The optimal number of estimators was 50 and the depth was 1.

### 6.2(f)

**Task: Compare the three optimised classifiers you have made by applying them to the test set and obtaining the corresponding confusion matrices. Also compute the [precision](https://scikit-learn.org/stable/modules/generated/sklearn.metrics.precision_score.html), [recall](https://scikit-learn.org/stable/modules/generated/sklearn.metrics.recall_score.html), and the [balanced accuracy](https://scikit-learn.org/stable/modules/generated/sklearn.metrics.balanced_accuracy_score.html) for the test set. Which classifier performs best?**



**Hint:** The metrics can be computed as follows:
```python
from sklearn.metrics import ConfusionMatrixDisplay
from sklearn.metrics import (
    recall_score,
    precision_score,
    balanced_accuracy_score,
)

y_hat = best_tree.predict(X_test)
recall_tree = recall_score(y_test, y_hat)
precision_tree = precision_score(y_test, y_hat)
bac_tree = balanced_accuracy_score(y_test, y_hat)
print(f"Recall: {recall_tree:.3f}")
print(f"Precision: {precision_tree:.3f}")
print(f"Balanced accuracy: {bac_tree:.3f}")

ConfusionMatrixDisplay.from_estimator(
    best_tree,
    X_test,
    y_test,
    colorbar=True,
)
```

In [None]:
from sklearn.metrics import ConfusionMatrixDisplay
from sklearn.metrics import (
    recall_score,
    precision_score,
    balanced_accuracy_score,
)

fig, axes = plt.subplots(constrained_layout=True, ncols=3, figsize=(9, 3))

axes[0].set_title("Decision tree (test)")
ConfusionMatrixDisplay.from_estimator(
    best_tree,
    X_test,
    y_test,
    colorbar=False,
    ax=axes[0],
)
fig.colorbar(axes[0].images[0], ax=axes[0], shrink=0.7)

axes[1].set_title("kNN (test)")
ConfusionMatrixDisplay.from_estimator(
    best_knn, X_test, y_test, colorbar=False, ax=axes[1]
)
fig.colorbar(axes[1].images[0], ax=axes[1], shrink=0.7)
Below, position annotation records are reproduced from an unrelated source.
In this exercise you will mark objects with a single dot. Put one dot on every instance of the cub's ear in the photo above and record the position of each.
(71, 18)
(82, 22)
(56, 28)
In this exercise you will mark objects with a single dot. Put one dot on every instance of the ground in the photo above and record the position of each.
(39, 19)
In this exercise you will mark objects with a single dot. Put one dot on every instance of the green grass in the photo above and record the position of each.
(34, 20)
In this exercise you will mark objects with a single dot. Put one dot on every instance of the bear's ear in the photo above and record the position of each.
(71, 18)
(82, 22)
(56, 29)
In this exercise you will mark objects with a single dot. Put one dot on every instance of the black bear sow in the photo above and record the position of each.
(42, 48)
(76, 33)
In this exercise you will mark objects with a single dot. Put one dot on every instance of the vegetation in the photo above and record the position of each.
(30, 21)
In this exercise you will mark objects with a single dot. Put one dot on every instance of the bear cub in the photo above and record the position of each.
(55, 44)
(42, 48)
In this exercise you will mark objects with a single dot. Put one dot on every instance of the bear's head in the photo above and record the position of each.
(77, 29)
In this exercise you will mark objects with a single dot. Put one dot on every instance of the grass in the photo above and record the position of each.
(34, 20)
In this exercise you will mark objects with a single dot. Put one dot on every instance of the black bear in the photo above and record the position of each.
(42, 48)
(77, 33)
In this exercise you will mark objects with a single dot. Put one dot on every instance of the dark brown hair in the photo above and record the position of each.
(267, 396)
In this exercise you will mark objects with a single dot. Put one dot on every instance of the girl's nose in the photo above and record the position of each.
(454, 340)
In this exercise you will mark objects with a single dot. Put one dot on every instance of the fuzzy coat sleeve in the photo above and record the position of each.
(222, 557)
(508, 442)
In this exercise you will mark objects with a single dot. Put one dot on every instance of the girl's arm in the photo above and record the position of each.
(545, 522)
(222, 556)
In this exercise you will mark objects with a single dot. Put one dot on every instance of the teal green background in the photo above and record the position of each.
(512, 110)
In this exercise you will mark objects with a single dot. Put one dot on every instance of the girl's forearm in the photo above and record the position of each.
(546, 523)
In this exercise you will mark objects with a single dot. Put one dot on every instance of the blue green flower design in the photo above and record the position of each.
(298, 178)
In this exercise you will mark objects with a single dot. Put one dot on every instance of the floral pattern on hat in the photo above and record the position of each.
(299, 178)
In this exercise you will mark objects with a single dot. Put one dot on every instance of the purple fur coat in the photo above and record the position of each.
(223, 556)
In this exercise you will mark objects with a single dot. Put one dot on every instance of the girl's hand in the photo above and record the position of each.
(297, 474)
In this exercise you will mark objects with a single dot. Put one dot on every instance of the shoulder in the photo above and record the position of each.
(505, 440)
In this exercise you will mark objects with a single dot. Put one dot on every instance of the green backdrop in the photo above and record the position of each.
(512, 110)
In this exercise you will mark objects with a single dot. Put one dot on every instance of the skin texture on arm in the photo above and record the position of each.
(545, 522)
axes[2].set_title("Random forest (test)")
ConfusionMatrixDisplay.from_estimator(
    best_forest, X_test, y_test, colorbar=False, ax=axes[2]
)
fig.colorbar(axes[2].images[0], ax=axes[2], shrink=0.7)

In [None]:
table = {
    "Classifier": [],
    "Recall (test)": [],
    "Precision (test)": [],
    "Balanced accuracy (test)": [],
}
for cls in (best_tree, best_knn, best_forest):
    name = str(cls)
    print(name)
    y_hat = cls.predict(X_test)
    recall = recall_score(y_test, y_hat)
    precision = precision_score(y_test, y_hat)
    bac = balanced_accuracy_score(y_test, y_hat)
    table["Classifier"].append(name)
    table["Recall (test)"].append(recall)
    table["Precision (test)"].append(precision)
    table["Balanced accuracy (test)"].append(bac)
    print(f"\t-Recall: {recall:.3f}")
    print(f"\t-Precision: {precision:.3f}")
    print(f"\t-Balanced accuracy: {bac:.3f}")
table = pd.DataFrame(table)
table.sort_values(by="Recall (test)", ascending=False)

#### Your answer to question 6.2(f): Which classifier performs best?
From these results, we see that the random forest classifier makes fewer false negative mistakes (resulting in a higher recall). However, it produces one additional false positive compared to the k-nearest neighbours classifier (resulting in a lower precision). Since we focus on minimizing the number of false negatives (as per our answer to 6.2(b)), the random forest classifier performs best.